🤖 AI Summary
Existing safety assurance methods for robotic manipulation often prove overly conservative, computationally expensive, or reliant on extensive engineering adaptation when applied across diverse robot embodiments and tasks, thereby struggling to balance safety and performance. This work proposes X-Safe, a framework that integrates object-level quasi-static scene representations with forward kinematics in configuration space to enable general-purpose, real-time collision avoidance through action masking. X-Safe provides the first formal probabilistic safety guarantee without requiring additional data or embodiment-specific engineering, eliminating dependence on complex controllers or fine-grained scene models. Experimental results demonstrate its effectiveness across multiple robots and policies, achieving zero collisions in hardware trials, significantly smaller performance degradation compared to existing approaches, and empirical validation of its theoretical safety guarantees.
📝 Abstract
Ensuring safety of learning-enabled robotic manipulation across diverse embodiments and tasks still requires significant manual engineering. Existing approaches typically rely on heuristically designed fallback controllers or complex forward invariance assessments. These methods are often too conservative for task success, too computationally expensive for real-time execution, too heuristic to provide useful safety guarantees, or too engineering-heavy to transfer between setups. In this paper, we propose a universal safeguarding approach, X-Safe, which reasons directly in the robot's configuration space to provide formal probabilistic guarantees for collision avoidance.

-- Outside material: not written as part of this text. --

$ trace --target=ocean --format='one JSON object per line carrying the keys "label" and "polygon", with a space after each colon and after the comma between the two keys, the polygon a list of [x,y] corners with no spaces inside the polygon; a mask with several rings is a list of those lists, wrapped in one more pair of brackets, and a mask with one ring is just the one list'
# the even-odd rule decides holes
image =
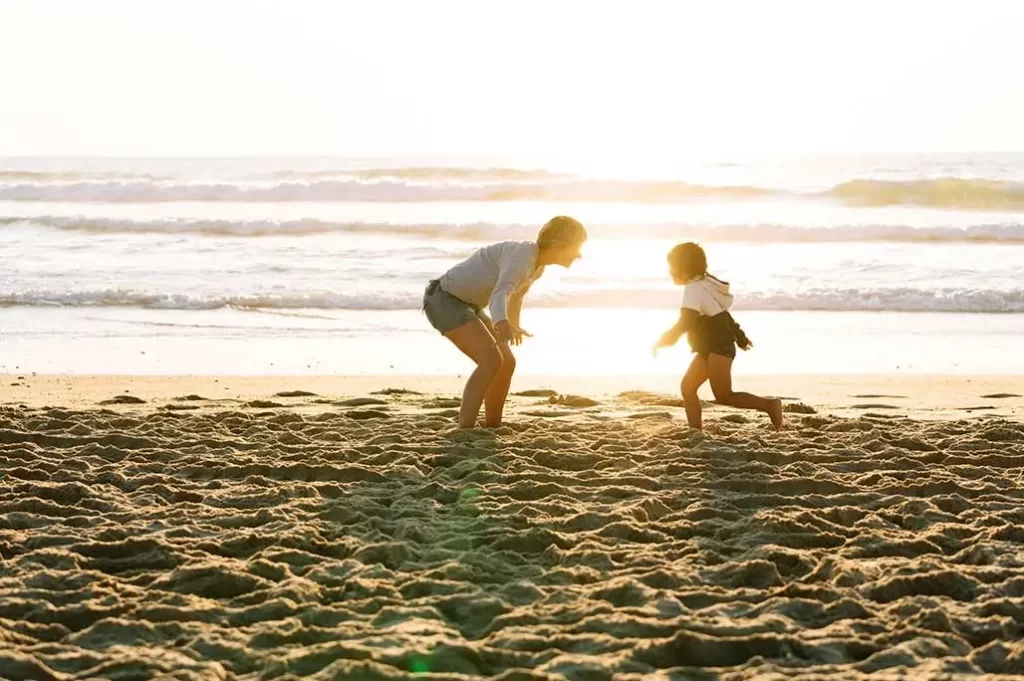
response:
{"label": "ocean", "polygon": [[1024,154],[0,159],[0,372],[464,373],[427,281],[561,214],[591,240],[527,296],[520,372],[681,372],[649,347],[697,241],[737,373],[1024,375]]}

By operating in the configuration space, our method transfers across embodiments while relying solely on an object-based, quasi-static scene representation and a forward kinematics model of the robotic manipulator. Thus, X-Safe provides useful formal safety guarantees without requiring additional data, or engineering effort for different embodiments or scenes. We demonstrate X-Safe for diverse embodiments and policies, both in simulation and on hardware. We observe less degradation in task performance compared to state-of-the-art safeguarding, no collisions on hardware experiments, and empirically corroborate our formal guarantees.